The 343rd Squadron (343 Μοίρα, 343 M), callsign "Star" (ΑΣΤΕΡΙ), is a squadron in service with the Hellenic Air Force, forming part of the 115th Combat Wing. It is based at Souda Air Base, and operates the F-16 Block 52+ aircraft.

==History==
The squadron was established in September 1955 as the 343rd Day Interceptor Squadron (343 Μοίρα Αναχαίτισης Ημέρας), at the Elefsis Air Base, equipped with F-86E Sabres.
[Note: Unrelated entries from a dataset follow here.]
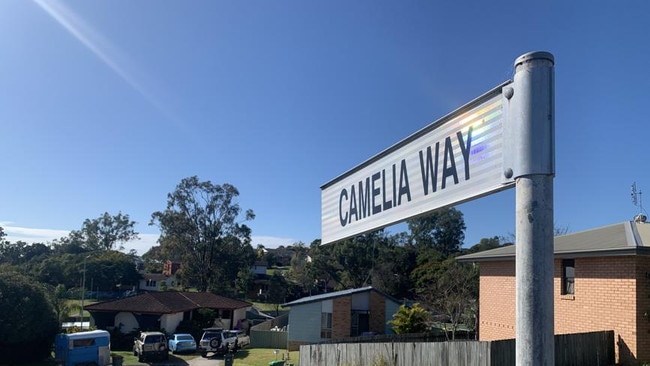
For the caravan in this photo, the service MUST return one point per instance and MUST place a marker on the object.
(83, 348)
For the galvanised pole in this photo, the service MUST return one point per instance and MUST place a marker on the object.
(532, 114)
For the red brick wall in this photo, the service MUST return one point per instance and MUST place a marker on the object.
(497, 301)
(377, 313)
(607, 296)
(341, 317)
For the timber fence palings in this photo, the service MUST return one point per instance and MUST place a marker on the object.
(594, 348)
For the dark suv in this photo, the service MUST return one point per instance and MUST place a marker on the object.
(150, 345)
(218, 341)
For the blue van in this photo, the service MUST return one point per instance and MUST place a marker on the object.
(91, 348)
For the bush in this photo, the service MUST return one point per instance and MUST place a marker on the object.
(28, 323)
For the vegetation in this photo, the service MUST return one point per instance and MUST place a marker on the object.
(200, 228)
(27, 322)
(413, 319)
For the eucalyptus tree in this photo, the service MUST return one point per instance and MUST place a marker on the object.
(202, 227)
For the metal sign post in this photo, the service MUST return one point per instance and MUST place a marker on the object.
(503, 139)
(532, 114)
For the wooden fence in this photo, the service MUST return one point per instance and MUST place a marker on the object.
(263, 337)
(592, 349)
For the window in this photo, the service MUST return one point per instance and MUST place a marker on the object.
(83, 342)
(326, 325)
(360, 323)
(568, 277)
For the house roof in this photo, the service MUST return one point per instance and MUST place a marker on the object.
(155, 276)
(332, 295)
(168, 302)
(626, 238)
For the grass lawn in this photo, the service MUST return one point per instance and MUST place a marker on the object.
(244, 357)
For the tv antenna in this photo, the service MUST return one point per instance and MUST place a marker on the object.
(638, 201)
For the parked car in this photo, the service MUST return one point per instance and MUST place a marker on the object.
(149, 346)
(182, 342)
(218, 341)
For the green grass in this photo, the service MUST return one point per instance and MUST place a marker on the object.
(262, 356)
(243, 357)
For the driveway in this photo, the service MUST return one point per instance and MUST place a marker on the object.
(201, 361)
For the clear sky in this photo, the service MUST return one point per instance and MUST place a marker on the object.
(106, 105)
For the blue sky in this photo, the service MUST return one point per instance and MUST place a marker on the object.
(106, 106)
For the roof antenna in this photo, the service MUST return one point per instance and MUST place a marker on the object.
(637, 201)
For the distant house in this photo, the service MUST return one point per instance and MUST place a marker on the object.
(156, 282)
(339, 314)
(165, 310)
(170, 267)
(259, 268)
(602, 282)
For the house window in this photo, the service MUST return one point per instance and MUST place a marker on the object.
(326, 325)
(568, 277)
(360, 323)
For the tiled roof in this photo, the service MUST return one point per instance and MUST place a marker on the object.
(155, 276)
(168, 302)
(332, 295)
(626, 238)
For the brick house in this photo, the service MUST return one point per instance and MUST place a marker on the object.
(165, 310)
(602, 282)
(339, 314)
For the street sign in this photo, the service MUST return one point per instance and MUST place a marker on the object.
(454, 159)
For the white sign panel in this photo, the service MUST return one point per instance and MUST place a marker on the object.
(455, 159)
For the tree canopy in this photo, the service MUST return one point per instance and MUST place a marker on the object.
(103, 233)
(28, 323)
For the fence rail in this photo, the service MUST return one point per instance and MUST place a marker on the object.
(594, 348)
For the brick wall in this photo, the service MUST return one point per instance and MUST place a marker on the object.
(377, 313)
(497, 301)
(341, 317)
(607, 296)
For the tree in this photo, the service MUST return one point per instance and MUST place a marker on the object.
(442, 230)
(453, 293)
(60, 304)
(485, 244)
(28, 323)
(200, 228)
(103, 233)
(410, 320)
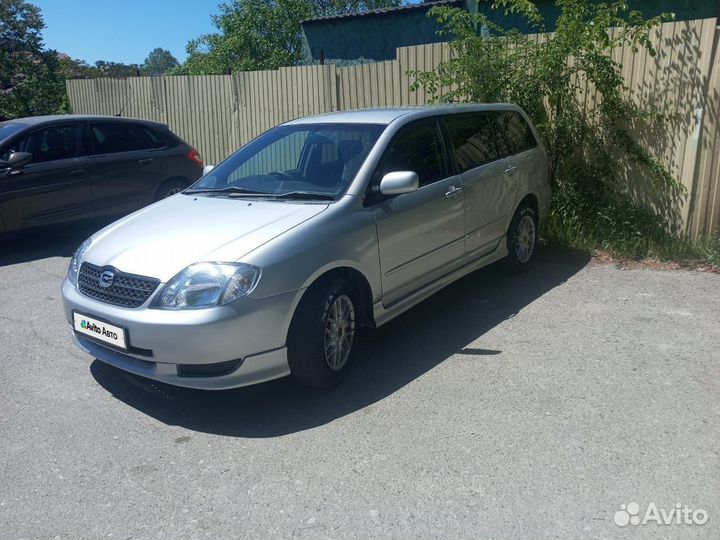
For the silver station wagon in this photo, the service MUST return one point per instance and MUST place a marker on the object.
(271, 262)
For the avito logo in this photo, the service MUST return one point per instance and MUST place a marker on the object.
(92, 327)
(680, 515)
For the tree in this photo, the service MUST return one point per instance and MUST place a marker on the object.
(116, 69)
(262, 34)
(590, 149)
(30, 79)
(75, 69)
(158, 62)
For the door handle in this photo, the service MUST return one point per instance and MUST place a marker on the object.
(453, 192)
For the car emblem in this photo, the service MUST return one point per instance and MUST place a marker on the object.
(106, 278)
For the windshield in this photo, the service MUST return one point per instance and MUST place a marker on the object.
(306, 160)
(9, 128)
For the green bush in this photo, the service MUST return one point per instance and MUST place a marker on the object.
(591, 150)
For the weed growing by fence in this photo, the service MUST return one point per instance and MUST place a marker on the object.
(591, 148)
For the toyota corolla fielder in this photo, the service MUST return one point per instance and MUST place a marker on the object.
(269, 264)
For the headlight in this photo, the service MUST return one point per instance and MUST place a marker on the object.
(204, 285)
(76, 261)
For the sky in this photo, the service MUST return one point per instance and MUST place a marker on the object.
(124, 30)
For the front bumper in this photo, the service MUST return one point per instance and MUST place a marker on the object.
(252, 332)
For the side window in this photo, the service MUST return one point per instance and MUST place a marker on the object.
(113, 137)
(516, 130)
(155, 139)
(49, 144)
(416, 147)
(475, 140)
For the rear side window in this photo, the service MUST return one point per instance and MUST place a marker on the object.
(155, 139)
(516, 130)
(475, 140)
(417, 147)
(49, 144)
(111, 137)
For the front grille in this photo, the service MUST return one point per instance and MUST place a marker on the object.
(127, 290)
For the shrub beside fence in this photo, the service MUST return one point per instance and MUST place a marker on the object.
(219, 113)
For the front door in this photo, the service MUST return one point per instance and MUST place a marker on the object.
(53, 188)
(420, 234)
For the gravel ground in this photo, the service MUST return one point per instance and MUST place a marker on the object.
(528, 406)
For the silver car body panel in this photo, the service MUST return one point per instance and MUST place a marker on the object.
(402, 249)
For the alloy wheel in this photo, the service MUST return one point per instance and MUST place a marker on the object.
(339, 332)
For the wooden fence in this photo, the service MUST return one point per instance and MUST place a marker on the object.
(219, 113)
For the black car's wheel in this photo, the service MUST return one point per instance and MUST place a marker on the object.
(169, 188)
(522, 238)
(323, 333)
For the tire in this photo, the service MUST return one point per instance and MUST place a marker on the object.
(170, 188)
(522, 238)
(320, 350)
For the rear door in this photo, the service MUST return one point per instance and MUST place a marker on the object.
(526, 153)
(490, 177)
(125, 171)
(54, 187)
(420, 234)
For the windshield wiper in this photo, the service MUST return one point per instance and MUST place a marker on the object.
(305, 195)
(229, 189)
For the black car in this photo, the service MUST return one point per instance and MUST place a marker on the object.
(58, 169)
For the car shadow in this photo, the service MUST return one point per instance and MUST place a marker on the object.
(60, 241)
(386, 360)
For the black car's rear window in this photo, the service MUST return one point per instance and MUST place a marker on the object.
(8, 129)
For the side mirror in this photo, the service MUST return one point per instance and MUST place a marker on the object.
(18, 160)
(399, 182)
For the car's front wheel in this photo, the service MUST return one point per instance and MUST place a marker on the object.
(522, 237)
(323, 334)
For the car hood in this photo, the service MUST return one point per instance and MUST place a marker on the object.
(164, 238)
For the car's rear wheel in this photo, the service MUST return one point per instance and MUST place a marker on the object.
(323, 333)
(522, 237)
(170, 188)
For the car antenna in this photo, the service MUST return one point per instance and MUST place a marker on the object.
(132, 91)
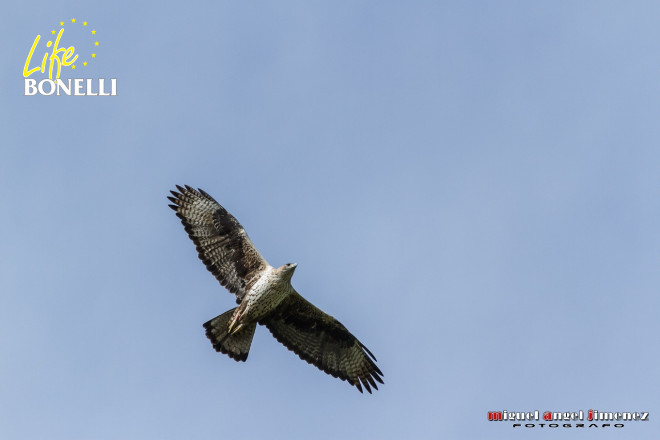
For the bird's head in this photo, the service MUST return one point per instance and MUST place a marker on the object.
(288, 269)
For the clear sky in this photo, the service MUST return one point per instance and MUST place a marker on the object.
(472, 188)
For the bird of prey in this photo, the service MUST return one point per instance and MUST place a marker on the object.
(265, 296)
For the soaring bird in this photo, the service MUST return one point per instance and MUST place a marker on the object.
(265, 296)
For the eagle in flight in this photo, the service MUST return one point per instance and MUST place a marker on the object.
(265, 296)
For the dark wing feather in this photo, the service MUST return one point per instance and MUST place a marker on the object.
(321, 340)
(221, 241)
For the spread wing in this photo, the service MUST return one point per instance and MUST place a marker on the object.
(221, 241)
(321, 340)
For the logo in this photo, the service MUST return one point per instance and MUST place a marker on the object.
(578, 419)
(60, 58)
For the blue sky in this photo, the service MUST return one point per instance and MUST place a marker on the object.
(470, 187)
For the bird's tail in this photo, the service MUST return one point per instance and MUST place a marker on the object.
(236, 345)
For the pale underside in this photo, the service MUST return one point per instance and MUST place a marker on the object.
(229, 254)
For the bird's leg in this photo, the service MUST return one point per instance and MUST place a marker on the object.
(235, 319)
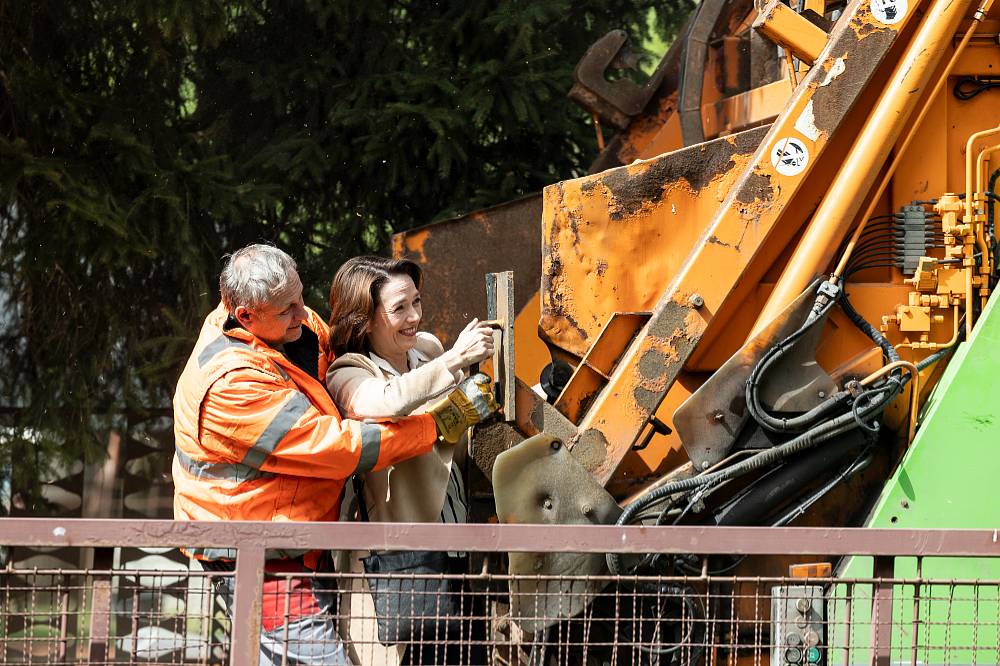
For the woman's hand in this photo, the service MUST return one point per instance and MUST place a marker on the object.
(474, 344)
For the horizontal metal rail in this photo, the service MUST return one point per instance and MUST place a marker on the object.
(864, 618)
(253, 536)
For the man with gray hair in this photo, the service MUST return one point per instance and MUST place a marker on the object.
(259, 438)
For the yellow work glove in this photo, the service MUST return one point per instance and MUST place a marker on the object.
(466, 406)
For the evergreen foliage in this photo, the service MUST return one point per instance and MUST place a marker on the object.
(141, 140)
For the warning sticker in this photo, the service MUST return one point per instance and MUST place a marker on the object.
(789, 156)
(889, 11)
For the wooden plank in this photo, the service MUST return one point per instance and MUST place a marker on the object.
(500, 308)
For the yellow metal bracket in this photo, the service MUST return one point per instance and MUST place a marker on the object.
(791, 31)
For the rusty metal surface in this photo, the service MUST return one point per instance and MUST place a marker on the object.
(616, 102)
(709, 421)
(613, 240)
(492, 617)
(540, 482)
(506, 538)
(454, 272)
(761, 202)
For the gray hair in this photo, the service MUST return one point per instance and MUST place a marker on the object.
(253, 275)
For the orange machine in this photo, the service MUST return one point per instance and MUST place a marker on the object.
(789, 233)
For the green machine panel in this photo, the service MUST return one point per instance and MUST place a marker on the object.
(949, 478)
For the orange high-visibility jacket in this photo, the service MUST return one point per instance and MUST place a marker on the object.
(258, 437)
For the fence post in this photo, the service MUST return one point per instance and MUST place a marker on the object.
(881, 639)
(246, 615)
(100, 605)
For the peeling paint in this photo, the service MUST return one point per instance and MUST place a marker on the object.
(838, 68)
(806, 123)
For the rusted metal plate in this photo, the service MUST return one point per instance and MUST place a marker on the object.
(447, 252)
(759, 204)
(540, 482)
(709, 421)
(613, 240)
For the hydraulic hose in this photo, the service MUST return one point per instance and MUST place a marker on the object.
(803, 421)
(887, 349)
(820, 433)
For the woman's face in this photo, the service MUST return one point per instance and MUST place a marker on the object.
(397, 316)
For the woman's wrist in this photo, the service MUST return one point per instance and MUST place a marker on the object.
(453, 361)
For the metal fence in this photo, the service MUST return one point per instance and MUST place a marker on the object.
(899, 611)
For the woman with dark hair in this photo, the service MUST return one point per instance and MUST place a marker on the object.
(385, 367)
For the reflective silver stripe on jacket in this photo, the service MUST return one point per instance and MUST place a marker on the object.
(215, 346)
(371, 444)
(237, 472)
(276, 430)
(248, 469)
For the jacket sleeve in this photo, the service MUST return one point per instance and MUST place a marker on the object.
(362, 395)
(258, 422)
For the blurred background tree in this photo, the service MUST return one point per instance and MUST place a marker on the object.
(142, 140)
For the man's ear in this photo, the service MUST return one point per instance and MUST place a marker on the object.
(243, 315)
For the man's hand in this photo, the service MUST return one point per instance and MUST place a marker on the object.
(470, 403)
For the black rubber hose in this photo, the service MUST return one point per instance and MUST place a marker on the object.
(810, 438)
(989, 209)
(770, 357)
(784, 483)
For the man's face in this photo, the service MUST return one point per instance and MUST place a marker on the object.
(280, 320)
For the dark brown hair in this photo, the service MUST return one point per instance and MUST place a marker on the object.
(354, 297)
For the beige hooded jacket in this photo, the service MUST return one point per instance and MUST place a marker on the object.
(364, 388)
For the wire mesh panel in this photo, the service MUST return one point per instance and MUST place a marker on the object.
(110, 616)
(169, 610)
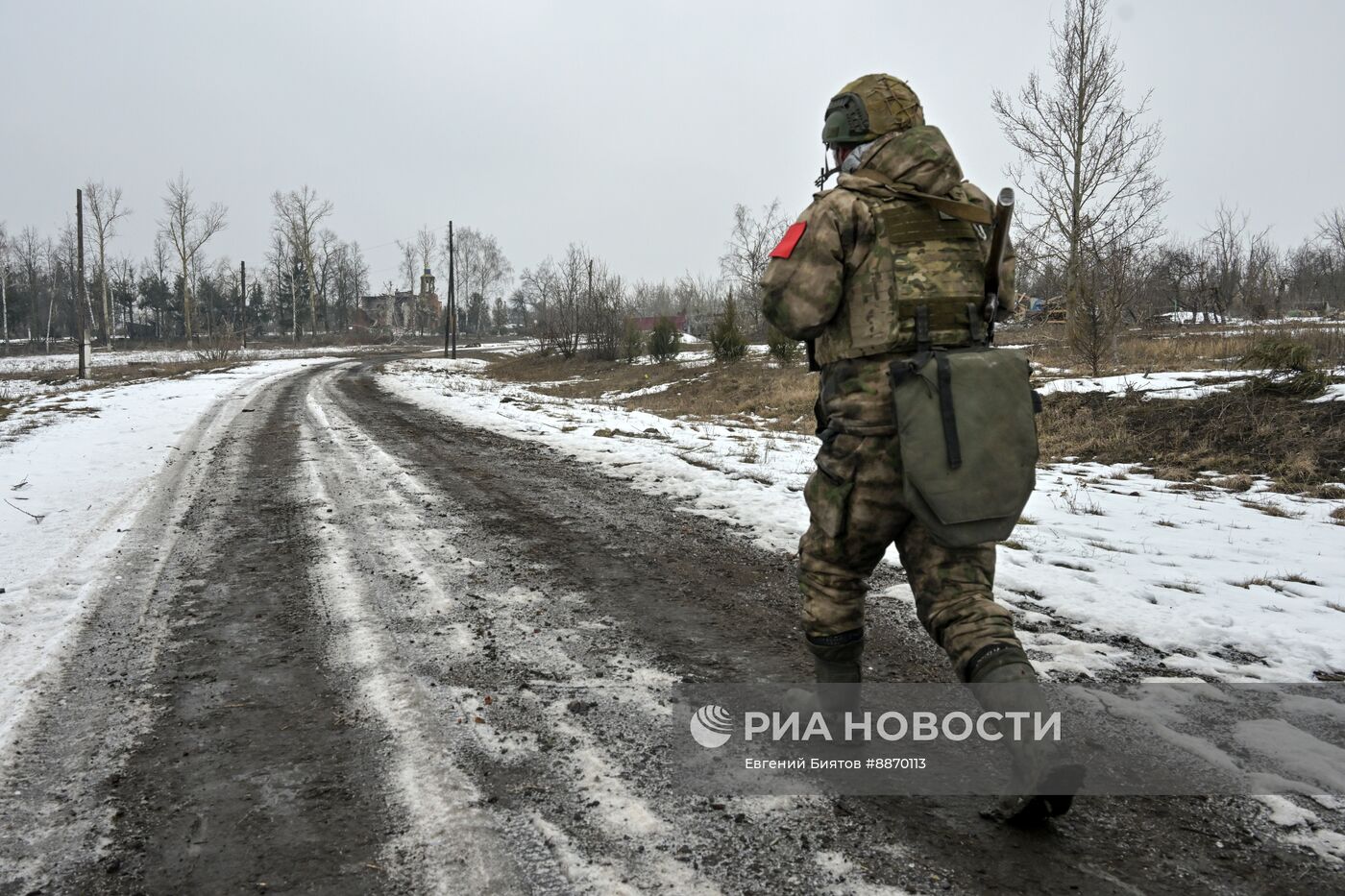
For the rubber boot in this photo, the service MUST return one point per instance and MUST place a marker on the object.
(836, 664)
(1039, 788)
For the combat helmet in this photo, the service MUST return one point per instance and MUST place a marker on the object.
(870, 107)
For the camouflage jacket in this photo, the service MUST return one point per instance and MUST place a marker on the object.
(868, 255)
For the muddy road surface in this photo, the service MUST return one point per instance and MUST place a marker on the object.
(346, 650)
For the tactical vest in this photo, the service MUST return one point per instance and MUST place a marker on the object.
(921, 282)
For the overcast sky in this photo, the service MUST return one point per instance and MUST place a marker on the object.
(631, 127)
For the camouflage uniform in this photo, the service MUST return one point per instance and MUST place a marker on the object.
(869, 254)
In November 1955 the squadron moved to Tanagra Air Base (114th Combat Wing) until May 1958, when it moved to Nea Anchialos Air Base (111th Combat Wing).

In 1961, the squadron replaced its F-86Es with F-86D and T-33, and was renamed as 343rd All-Weather Squadron (343 Μοίρα Παντός Καιρού).

The squadron began delivery of the F-5A/B light fighters in 1966, assuming a central role in daylight interception role over Greek airspace, with a secondary fighter-bomber role, and reverting to its previous designation as a Day Interceptor Squadron. The squadron moved to the 113th Combat Wing at Mikra Air Base in July 1974, until June 1985, when it returned to Nea Anchialos and 111th CW. It was disbanded in March 2001.

The squadron was reformed in 2003 under its current designation, as part of 115th Combat Wing at Souda Air base, and equipped with F-16 Block 52+ aircraft.